13 April 2006

Sex and censorship

It’s silly of me to write about censorship of sex. If sex had been censored long ago, I may not have been here writing this blog.

Jokes aside, it’s not sex per se – not even the sexual themes in literature, art, film and photography – that I connect with censorship, but it’s the display and expression of the degradation of human sexuality which I feel needs monitoring. Not because I’m a moral high priest, but because I feel young minds are sensitive and can be severely influenced by pornography without proper guidance.

Arzan, a fellow blogger and whose views I respect, cautioned me on taking this moral stance (please read his comment on my previous post), pointing out that self-governance is better than adopting the role of moral police. I agree with him, but with a small condition: that there should be guidance for children; because, young sensitive minds may not have the maturity to understand the ‘severity’ of pornography.

By ‘severity’ I go beyond the normal expression of sexually-explicit images (I know, why allow this also?) and into the domain of material that eroticises violence, humiliation, degradation and other explicit forms of abuse. Some aspects of pornography not only presents their subjects (particularly women) as sex objects, but goes further to show them as being physically harmed, as enjoying pain, humiliation, torture and rape. Some material even depicts the actual killing and dismembering of their subjects during explicit sexual scenes.

The Nicolas Cage film, ‘8 MM’, directed by Joel Schumacher and written by Andrew Kevin Walker, gives us a window to such pornography, although the film itself does not discuss the issue in any detail. Is this kind of sexually-explicit material objectionable? To me, it is. Particularly, if it is easily accessible to children. It simply sends wrong signals. Ask yourself: what would an adolescent or a teenager, with access to such material on the Internet or on his mobilephone, make of it? Is it ok to humiliate your partner during sex? Is rape a normal expression of sex? Does satisfying sex mean leaving your partner battered, bruised and bleeding?
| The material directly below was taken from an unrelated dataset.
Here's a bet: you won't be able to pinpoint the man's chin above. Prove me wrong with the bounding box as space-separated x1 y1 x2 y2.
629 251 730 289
Should we censor this kind of pornography? That’s the moral question.

Yes, I feel we should; but I’m not sure how to or how much of it to. No, I cannot prove that pornography causes violence. Nor can I prove that such pornography poses overt physical threats to women in our society. Nor can I prove that a teenager growing up watching BDSM videos will grow up to be a rapist or a misogynist. So, Arzan, you’ve got me there. Perhaps, self-governance is the right path to follow. But I do believe that pornography that links sex with violence is unlikely to bring in great benefits to our society and culture. Then again, who am I to take this moral stance?

4 comments:

Bombay Addict said...

Sir, I agree with your view.

runawaysun said...

Thanks for your comment, bombay addict.
Had dropped in on your blogs. Was wondering why you had two similar blogs running at the same time.

Lakshmi a.k.a. Lotus Eyes said...

Hi,
Your blog is great. Got a link to this from Desipundit. I also posted a comment on your "Homeless in Bombay" post.
I agree with you on censorship needed in pornography. Young teenagers and children might want to experiment with what they see on the screen, with disastrous consequences. In fact, many years ago, a man who raped and killed a young girl (she was a child), said that he had wanted to do what he saw in a blue film, if I remember correctly. In another incident about which I read somewhere, a group of boys who had also committed a similar crime on a young child, said that they were trying out something they saw in puerile movies. So, there is some evidence that it does affect children and some impressionable minds. Besides, what about those who already have a propensity for such behaviour? Does this act as a trigger?

runawaysun said...

Glad you liked my blog so much, Lakshmi. Have responded to your other comment as well.

You’re right, young minds cannot always decipher what’s going on around them. What they see, they believe to be true. And, if there’s enough of it, they believe it to be the normal thing – the standard. With sex education, it’s even more complicated. One can’t expose an adolescent or teenage boy to pornography – say, a film on rape – and teach him that that’s not the standard. Then, of course, there are those who have a propensity for such behaviour (your quote).

In the western countries, the Church takes up this problem and tries to deal with it. In India, and in many other countries, this problem is left to fend for itself.